Pourtant, Justin Trudeau a serré des mains et multiplié les égoportraits avec des citoyens de Boischatel, de Saint-Augustin-de-Desmaures, de Sainte-Anne-de-la-Pérade puis de Trois-Rivières comme si de rien n’était vendredi.
Les esprits s’étaient échauffés à la vue de son père, Pierre Elliott Trudeau, dans la tribune d’honneur du défilé du 24 juin 1968. Une émeute avait éclaté avant d’être réprimée à coups de matraque. Rien de tout cela le 23 juin 2017.
Justin Trudeau s’est dirigé, tout sourire, vers les festivités du 150e anniversaire du Canada, dont le coup d’envoi sera donné dans une semaine.
D’ici là, les Québécois célébreront une nouvelle fois ce week-end malgré les « rivalités » inhérentes à «une nation qui n’a pu accéder à l’indépendance » : «entre ceux pour qui la fête doit nous rapprocher du pays désiré et ceux n’y voyant qu’une démonstration de solidarité nationale», comme l’expliquait l’historien Gilles Laporte dans Le Devoir en 2013. «En attendant, il nous reste à célébrer dignement notre fête nationale et à tâcher de “rendre le peuple meilleur”», a-t-il écrit dans un clin d’oeil à la devise de la Société Saint-Jean-Baptiste.
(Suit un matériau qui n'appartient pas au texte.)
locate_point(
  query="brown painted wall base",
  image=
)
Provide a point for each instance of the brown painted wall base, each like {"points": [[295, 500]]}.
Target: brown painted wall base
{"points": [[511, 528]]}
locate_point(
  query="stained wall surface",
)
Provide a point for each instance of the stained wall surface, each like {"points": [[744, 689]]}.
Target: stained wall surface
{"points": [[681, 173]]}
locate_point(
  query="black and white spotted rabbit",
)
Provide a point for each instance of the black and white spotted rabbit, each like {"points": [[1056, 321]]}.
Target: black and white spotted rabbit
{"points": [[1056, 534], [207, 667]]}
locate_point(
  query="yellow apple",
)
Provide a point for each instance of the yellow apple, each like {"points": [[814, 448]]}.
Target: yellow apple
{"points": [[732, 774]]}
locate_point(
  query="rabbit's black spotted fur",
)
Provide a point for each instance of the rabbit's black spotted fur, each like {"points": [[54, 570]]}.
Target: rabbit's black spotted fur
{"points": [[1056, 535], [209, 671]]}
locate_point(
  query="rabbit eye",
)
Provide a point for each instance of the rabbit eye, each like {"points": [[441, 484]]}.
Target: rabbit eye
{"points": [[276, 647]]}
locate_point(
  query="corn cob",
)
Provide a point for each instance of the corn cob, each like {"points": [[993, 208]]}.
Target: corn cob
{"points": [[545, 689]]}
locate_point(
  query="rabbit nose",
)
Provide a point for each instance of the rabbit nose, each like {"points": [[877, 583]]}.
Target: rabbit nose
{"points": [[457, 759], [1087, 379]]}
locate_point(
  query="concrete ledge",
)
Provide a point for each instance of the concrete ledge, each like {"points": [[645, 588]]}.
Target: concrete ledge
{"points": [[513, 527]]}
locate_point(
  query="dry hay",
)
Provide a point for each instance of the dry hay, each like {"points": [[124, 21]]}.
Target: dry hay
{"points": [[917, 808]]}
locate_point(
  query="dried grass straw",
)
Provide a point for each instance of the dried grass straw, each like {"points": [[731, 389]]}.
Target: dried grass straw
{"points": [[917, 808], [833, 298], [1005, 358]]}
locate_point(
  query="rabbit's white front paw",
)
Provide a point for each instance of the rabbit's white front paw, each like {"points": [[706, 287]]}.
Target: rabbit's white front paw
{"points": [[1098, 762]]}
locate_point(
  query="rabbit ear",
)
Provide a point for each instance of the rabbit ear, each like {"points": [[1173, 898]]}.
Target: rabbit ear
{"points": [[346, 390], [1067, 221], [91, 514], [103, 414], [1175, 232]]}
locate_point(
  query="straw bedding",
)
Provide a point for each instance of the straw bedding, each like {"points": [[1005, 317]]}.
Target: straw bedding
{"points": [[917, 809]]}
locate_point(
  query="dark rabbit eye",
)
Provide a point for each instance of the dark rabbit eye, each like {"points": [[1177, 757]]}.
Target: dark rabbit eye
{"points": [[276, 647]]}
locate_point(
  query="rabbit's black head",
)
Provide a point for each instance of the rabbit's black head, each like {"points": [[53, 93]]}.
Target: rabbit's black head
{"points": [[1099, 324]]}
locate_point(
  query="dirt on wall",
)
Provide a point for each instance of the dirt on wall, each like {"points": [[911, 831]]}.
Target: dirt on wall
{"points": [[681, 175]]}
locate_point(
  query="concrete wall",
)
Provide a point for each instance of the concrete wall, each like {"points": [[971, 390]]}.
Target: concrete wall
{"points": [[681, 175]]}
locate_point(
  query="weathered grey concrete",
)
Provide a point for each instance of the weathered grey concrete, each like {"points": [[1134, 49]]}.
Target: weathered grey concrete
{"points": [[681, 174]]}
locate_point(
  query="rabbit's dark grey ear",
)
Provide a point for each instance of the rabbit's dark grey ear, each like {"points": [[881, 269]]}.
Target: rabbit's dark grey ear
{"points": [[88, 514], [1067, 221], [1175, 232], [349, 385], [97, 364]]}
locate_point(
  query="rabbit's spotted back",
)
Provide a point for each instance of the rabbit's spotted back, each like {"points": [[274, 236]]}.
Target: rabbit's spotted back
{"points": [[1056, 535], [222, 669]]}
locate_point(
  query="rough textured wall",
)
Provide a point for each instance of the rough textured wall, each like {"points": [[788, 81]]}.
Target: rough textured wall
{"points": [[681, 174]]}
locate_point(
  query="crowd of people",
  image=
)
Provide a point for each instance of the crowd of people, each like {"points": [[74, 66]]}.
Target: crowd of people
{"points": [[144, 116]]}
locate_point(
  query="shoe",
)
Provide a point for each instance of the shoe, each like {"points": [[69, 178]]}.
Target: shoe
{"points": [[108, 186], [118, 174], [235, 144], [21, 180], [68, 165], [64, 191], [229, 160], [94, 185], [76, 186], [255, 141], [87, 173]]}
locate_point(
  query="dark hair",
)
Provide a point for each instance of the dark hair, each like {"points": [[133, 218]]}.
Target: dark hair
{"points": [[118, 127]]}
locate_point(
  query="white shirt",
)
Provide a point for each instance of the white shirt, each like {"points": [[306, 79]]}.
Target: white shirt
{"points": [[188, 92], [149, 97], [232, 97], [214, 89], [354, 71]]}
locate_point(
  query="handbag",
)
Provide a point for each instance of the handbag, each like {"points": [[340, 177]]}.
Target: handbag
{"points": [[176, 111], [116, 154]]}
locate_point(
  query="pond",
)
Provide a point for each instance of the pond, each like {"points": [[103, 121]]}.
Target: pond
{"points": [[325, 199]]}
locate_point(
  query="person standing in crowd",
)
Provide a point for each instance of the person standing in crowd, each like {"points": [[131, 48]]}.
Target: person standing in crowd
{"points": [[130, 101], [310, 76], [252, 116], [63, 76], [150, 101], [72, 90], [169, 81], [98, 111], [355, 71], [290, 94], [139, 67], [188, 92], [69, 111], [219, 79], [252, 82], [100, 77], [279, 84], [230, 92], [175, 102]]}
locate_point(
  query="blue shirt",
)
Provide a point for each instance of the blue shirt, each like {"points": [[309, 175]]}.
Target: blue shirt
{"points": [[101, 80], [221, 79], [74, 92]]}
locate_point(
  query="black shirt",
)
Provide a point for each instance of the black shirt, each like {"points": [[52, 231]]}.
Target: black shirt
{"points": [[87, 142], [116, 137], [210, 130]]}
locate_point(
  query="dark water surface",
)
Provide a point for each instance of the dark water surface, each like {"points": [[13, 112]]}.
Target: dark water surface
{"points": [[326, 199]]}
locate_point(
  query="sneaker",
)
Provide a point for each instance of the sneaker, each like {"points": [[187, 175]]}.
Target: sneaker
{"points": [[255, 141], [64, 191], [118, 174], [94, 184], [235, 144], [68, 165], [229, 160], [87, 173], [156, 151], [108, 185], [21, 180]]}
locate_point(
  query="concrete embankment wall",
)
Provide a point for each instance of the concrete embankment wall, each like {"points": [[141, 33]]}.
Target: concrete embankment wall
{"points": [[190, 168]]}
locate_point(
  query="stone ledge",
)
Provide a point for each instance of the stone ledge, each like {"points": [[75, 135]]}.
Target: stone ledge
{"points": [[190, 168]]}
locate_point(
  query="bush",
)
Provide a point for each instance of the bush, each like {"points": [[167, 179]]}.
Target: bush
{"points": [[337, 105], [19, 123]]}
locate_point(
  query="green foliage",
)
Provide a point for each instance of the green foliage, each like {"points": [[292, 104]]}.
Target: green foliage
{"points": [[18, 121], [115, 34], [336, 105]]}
Pour Philippe Couillard, la Fête nationale 2017 est l’occasion pour «tous les Québécois, quelle que soit leur date d’arrivée», d’afficher leur fierté d’appartenir à la nation québécoise. «La Fête nationale nous appartient, elle vous appartient. C’est à nous, c’est à vous d’en faire un symbole de fierté. Une fierté partagée. Une fierté qu’on a toujours eue. Une fierté qui fait également partie de ce qui nous rend si particuliers, si spéciaux au Québec, et qui nous rend encore une fois aujourd’hui, je le dis avec beaucoup de force, très fiers d’être Québécois et d’être Québécoises. Vive la Fête nationale! Vive le Québec!» a-t-il lancé jeudi, avant d’inviter les personnes agglutinées devant lui à lever leur flûte de cidre de Saint-Nicolas à la «santé du Québec et à la fraternité humaine».